Americana, Part 2: What the Hell Is It?
Last week I wrote a blog post (here) with some preliminary thoughts about the nature of “Americana.” I use quotes around that word because I mean the nature of “Americana” as a term -or at least that’s how I intend to start the conversation -because it’s a term that gets bandied about like a mofo and I wonder if it’s lost some meaning in the process. It might be interesting to unpack it a bit.
Pinning down the definition of music genres is something I think about a lot (Seriously. I know, I’m a nerd. But I once wrote a 1,200-word piece on the true definition of “emo” and got all sorts of hate mail about it, so obviously I’m not the only nerd who cares.), and my interest was re-piqued by Frank Fairfield’s recent stint at Al’s Den.
It’s hard to talk about Frank Fairfield without describing his music -indeed, his entire aesthetic-in overused terms like “sepia-toned” but that speaks to the struggle of using words to describe music, and to the related struggle of what it is to define “Americana.”
Fairfield is a true throwback. Many bands and musicians these days who operate in specifically American idioms cite Bill Monroe (the father of bluegrass) and his brilliant banjo sidekick Earl Scruggs as primary influences. Monroe and Scruggs started hitting the scene in the 1930s. Here they are performing “Breakdown”:
Although it’s kind of old-time-y, the song doesn’t sound unfamiliar.
Fairfield’s influences predate those two fellas; he works with music from a time when music was not a singular thing attached to a specific individual or band, but rather as it existed as a part of the common American consciousness. Songs with no credited composer, no history, and no particular signature. Zeitgeist songs. I picture all these songs swirling above the Plains in a big cloud, from which anyone can pluck one whenever they want. I suppose this could be called folk music. Is that a subset of Americana? Or is Americana a subset of folk music?
Either way, Fairfield plucks those songs from our Jungian musical collective unconscious and channels them through his tweed-clad body (it should be noted, by the way, that he doesn’t care too much to pin any of this down, but rather chooses to say things like “It’s just music.”). What comes out is something we (Americans) haven’t heard in a very long time -20-minute-long fiddle freak outs that ring foreignly in our ears;, scraping banjo rhythms that don’t quite fit into the patterns we’re used to; time-keeping footstomps in which the beat seems off. This is the folk music behind the folk music, and it can be disorienting and even discomfort-making to hear. It is, ironically, downright foreign for a while. Once you listen, it starts to reach deep inside you and tap at the collective Americanism and all of a sudden it’s transfixing, but here’s no shame in admitting you don’t quite get it at first. At first it feels archaic and archival, like people dressed as pilgrims churning butter at some historical re-enactment Olde Towne. There’s no better example than this video shot by our own McMenamins photographer Liz Devine:
Most performers today follow the lineage of folk-to-bluegrass; Fairfield just stops at folk. What makes most of the bands that follow the lineage of folk-to-bluegrass -which is to say, “Americana” bands-different from Fairfield is that while they clearly are influenced by early American musical idioms, they don’t usually channel the songs from the cloud so much as deconstruct them and then reconstitute them, mixed in with a lot of modern sensibilities. The old influences can be plainly heard in the form of harmonies, melodies, phrasing and instrumentation, but those influences serve a much younger master -the latter decades of the 20th and early decades of the 21st centuries. How could they not? Fairfield’s ability to block out large chunks of the modern world are anomalous -the rest of us absorb the beats, rhythms, cadences, riffs, licks, fills and aesthetic of modern music almost as soon as we leave the womb. Of course that stuff is going to dominate our music, even if we don’t notice it.

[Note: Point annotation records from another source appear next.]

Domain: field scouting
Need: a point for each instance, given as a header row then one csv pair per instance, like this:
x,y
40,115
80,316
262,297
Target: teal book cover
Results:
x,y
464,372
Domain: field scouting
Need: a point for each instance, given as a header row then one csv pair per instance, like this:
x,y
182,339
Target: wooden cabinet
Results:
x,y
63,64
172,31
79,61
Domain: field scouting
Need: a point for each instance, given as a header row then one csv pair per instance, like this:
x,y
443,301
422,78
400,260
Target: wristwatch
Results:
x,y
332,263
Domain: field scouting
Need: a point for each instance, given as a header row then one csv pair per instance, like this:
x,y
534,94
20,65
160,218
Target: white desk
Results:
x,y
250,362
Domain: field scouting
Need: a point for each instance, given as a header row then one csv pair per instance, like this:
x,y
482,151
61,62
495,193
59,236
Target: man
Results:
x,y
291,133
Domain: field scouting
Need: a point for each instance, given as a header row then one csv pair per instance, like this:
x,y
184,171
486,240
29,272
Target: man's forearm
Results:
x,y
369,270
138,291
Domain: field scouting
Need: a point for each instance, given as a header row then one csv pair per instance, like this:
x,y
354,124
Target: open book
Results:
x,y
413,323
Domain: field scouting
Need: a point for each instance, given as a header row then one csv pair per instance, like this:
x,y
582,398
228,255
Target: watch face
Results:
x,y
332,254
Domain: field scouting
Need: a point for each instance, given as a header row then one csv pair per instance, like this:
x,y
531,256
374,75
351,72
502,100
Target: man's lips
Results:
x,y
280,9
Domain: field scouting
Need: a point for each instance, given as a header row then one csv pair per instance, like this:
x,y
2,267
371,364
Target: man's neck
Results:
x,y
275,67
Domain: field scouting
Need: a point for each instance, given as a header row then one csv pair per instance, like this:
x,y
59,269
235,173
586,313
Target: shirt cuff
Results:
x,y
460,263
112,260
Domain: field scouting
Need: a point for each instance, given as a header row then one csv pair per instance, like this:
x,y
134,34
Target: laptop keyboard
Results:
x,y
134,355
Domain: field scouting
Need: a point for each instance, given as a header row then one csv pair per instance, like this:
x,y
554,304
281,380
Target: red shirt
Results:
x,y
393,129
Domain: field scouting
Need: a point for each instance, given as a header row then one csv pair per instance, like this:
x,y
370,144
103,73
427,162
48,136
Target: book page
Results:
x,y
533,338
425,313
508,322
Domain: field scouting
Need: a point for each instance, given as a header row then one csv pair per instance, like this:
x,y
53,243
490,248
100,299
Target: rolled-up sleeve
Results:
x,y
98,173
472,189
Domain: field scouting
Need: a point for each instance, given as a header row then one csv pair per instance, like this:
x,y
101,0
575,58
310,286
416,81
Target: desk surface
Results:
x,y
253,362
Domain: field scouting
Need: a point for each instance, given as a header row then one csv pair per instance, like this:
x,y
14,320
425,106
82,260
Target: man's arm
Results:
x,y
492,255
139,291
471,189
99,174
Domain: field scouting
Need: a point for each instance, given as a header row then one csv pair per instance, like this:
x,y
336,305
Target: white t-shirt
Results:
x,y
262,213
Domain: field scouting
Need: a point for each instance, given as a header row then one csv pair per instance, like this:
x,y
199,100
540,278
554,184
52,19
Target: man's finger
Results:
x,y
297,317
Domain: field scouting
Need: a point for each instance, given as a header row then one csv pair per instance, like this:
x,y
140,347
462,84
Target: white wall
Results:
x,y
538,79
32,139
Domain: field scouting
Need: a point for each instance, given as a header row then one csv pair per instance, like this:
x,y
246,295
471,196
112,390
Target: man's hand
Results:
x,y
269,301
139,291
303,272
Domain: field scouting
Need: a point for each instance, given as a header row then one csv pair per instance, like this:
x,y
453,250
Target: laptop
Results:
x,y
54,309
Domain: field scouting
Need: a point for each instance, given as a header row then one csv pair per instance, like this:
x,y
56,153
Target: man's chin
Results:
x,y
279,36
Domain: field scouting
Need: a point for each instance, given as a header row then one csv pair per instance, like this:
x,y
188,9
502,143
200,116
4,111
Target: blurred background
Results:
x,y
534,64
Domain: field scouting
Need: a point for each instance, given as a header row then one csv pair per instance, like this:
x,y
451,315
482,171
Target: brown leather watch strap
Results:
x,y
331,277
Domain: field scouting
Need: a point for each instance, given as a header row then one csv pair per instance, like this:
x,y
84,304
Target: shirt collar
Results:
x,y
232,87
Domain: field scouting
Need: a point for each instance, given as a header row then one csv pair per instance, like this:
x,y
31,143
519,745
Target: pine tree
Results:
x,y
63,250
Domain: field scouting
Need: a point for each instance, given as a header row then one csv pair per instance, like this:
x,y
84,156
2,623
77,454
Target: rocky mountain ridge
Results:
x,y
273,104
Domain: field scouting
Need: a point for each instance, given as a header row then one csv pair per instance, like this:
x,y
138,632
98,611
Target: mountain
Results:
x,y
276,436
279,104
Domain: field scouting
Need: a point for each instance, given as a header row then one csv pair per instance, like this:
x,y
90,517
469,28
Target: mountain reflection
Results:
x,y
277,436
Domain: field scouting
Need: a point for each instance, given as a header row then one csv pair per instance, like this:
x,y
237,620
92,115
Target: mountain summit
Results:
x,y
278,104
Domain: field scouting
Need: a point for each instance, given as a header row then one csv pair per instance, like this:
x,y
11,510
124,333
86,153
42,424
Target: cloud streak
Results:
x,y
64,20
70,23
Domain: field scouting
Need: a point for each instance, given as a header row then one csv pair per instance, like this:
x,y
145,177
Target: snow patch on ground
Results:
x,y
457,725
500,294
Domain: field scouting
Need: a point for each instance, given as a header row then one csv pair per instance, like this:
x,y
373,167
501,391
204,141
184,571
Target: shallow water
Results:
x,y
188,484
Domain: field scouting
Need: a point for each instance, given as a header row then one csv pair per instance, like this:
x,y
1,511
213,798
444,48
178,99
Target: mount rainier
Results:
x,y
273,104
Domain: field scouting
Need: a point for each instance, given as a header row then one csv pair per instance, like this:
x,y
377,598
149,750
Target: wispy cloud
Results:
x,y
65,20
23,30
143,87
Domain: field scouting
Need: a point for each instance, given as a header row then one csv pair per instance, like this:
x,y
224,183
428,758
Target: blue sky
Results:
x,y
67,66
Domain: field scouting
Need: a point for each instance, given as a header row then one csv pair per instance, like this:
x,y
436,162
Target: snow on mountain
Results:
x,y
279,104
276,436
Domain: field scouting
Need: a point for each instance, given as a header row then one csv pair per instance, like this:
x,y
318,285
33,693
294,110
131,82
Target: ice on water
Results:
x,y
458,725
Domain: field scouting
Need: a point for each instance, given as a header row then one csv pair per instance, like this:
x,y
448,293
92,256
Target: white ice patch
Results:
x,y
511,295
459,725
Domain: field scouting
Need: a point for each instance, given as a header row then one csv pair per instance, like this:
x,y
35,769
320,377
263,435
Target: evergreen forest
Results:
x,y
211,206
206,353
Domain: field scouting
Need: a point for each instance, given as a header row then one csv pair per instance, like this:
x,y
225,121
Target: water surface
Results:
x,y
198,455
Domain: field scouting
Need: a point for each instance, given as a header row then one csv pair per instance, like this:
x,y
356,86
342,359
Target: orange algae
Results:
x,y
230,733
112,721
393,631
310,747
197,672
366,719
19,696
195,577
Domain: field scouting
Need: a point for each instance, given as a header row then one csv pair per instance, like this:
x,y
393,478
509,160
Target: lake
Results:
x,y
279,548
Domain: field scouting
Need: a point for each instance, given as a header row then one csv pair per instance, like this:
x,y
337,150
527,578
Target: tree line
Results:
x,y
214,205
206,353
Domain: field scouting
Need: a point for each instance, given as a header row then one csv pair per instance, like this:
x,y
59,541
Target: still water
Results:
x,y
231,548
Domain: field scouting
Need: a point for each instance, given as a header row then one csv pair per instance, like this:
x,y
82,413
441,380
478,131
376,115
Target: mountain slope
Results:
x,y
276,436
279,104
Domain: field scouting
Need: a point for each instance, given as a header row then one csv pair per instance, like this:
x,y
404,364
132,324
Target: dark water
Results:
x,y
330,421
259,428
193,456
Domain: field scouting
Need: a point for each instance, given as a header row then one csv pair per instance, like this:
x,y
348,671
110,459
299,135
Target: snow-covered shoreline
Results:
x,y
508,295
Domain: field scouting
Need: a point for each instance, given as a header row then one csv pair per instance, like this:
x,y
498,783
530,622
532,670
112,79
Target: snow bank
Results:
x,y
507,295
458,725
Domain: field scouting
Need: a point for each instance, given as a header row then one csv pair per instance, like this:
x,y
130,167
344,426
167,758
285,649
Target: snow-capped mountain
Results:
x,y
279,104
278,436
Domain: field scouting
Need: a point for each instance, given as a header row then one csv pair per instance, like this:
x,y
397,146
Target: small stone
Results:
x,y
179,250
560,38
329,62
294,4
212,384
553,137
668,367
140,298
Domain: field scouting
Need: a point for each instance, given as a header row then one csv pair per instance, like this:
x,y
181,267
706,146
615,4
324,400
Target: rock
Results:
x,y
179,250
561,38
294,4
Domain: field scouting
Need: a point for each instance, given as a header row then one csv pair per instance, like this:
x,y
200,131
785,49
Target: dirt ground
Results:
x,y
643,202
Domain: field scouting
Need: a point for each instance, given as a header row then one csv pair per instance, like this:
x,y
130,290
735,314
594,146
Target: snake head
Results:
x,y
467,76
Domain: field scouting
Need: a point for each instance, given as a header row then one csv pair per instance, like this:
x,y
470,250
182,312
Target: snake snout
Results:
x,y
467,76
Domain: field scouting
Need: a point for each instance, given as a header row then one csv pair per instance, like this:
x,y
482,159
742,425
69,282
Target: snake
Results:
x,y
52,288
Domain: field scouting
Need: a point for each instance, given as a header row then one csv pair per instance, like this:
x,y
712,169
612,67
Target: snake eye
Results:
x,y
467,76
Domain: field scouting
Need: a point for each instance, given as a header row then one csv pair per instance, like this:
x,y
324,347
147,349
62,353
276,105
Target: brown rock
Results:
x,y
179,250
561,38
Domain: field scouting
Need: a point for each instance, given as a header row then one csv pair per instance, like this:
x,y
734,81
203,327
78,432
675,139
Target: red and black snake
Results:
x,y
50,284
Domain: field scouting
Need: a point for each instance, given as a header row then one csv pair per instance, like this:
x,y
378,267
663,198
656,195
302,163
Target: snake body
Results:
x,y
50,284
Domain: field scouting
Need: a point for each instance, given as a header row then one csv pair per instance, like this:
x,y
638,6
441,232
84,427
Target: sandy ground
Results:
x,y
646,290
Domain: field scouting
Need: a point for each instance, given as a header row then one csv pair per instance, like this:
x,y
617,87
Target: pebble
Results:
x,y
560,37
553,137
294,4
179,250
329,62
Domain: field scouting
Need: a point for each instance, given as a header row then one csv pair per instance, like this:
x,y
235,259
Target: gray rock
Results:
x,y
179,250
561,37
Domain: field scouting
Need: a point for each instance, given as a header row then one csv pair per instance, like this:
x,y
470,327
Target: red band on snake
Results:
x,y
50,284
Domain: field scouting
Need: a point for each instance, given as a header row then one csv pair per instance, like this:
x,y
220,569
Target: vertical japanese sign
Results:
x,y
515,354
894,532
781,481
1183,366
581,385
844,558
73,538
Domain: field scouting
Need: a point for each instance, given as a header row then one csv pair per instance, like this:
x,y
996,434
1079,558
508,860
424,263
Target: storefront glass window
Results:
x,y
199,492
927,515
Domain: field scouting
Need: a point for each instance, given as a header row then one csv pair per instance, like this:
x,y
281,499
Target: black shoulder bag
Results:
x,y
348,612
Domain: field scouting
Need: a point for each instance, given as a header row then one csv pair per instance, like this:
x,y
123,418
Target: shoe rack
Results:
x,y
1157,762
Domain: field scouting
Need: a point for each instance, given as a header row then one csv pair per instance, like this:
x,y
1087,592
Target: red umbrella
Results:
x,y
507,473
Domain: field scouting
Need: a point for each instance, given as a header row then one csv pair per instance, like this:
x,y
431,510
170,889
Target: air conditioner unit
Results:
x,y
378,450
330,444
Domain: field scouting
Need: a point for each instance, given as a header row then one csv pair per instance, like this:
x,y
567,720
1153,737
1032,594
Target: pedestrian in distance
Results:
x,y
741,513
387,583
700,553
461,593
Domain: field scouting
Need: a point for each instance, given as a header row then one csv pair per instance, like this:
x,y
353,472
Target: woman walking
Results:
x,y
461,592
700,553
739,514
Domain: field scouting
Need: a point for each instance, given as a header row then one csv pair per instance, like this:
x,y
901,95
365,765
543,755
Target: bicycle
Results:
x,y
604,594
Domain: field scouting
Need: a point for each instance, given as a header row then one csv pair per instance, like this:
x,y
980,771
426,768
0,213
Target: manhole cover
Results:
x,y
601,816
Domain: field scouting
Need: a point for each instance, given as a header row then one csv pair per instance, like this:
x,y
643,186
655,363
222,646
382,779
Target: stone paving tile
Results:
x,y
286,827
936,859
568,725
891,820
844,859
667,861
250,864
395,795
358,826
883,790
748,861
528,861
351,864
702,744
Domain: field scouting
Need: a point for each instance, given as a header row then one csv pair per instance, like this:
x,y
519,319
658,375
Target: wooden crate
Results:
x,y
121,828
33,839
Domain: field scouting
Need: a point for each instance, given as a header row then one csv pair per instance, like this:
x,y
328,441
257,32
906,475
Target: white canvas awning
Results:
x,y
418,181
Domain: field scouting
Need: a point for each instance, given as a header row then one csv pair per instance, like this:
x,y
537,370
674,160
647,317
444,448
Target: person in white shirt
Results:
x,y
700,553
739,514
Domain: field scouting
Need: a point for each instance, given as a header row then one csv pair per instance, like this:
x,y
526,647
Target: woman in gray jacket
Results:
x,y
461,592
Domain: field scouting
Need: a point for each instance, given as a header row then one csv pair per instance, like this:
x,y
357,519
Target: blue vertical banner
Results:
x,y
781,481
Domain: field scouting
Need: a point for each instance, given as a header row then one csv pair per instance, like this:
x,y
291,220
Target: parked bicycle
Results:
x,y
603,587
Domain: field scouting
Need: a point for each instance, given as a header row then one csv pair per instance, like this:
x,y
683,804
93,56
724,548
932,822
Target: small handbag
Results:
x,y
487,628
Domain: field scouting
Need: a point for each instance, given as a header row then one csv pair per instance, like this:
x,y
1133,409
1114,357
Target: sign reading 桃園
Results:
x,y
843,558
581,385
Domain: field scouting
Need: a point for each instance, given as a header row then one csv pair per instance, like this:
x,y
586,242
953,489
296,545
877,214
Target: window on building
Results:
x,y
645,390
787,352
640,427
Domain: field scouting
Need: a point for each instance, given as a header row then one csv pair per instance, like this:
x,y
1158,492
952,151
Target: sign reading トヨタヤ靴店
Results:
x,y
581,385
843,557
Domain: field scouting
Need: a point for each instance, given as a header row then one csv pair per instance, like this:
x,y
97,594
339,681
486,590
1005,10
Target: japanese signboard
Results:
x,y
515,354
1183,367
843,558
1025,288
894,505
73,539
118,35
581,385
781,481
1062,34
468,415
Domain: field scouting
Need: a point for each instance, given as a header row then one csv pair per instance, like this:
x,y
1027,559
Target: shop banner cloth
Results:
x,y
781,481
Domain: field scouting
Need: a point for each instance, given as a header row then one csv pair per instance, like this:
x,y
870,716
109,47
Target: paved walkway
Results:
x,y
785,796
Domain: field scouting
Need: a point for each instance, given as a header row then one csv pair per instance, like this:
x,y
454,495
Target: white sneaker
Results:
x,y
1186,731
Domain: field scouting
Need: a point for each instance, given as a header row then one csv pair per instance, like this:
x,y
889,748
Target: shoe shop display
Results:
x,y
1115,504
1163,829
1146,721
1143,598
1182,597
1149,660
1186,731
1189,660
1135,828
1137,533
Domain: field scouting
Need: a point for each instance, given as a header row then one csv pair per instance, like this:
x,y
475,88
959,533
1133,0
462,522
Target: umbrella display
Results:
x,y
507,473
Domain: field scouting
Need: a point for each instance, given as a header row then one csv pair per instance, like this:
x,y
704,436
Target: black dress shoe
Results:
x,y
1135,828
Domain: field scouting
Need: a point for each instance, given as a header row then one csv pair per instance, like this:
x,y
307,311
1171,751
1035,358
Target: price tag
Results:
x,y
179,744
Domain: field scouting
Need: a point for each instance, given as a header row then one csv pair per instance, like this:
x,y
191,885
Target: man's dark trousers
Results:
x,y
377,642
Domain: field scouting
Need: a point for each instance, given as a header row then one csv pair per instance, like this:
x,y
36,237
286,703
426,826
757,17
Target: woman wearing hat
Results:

I’m thinking specifically here of Water Tower (who finish off their Al’s Den residency this weekend -Friday and Saturday, April 13 & 14). A fine band, definitely built on the twin pillars of Monroe and Scruggs, and definitely an example of what is now called “Americana.” Check out one their song “Meet Me Where the Crow Don’t Fly” below -it’s interesting to compare them to Fairfield.
Even though it’s produced with traditional instruments, this song sounds pretty modern. Compare the singular banjo lines to those of Fairfield, along with the guitar strumming pattern, which belongs more to latter-20th century country. And of course, Water Tower fellows intend for this sound -it’s not like they dumbly stumbled into it –but I can’t imagine Frank Fairfield or Bill Monroe performing it, and yet all three of these acts are considered “Americana.
None of the above is meant to lead toward any particular conclusion. It’s more meant as food for thought. Or, maybe not: Maybe it’s just better to just sit back, close your eyes, and enjoy the music. But, being a giant music geek, I can’t do that. So fellow music geeks, if you have any thoughts, I’d love to hear them.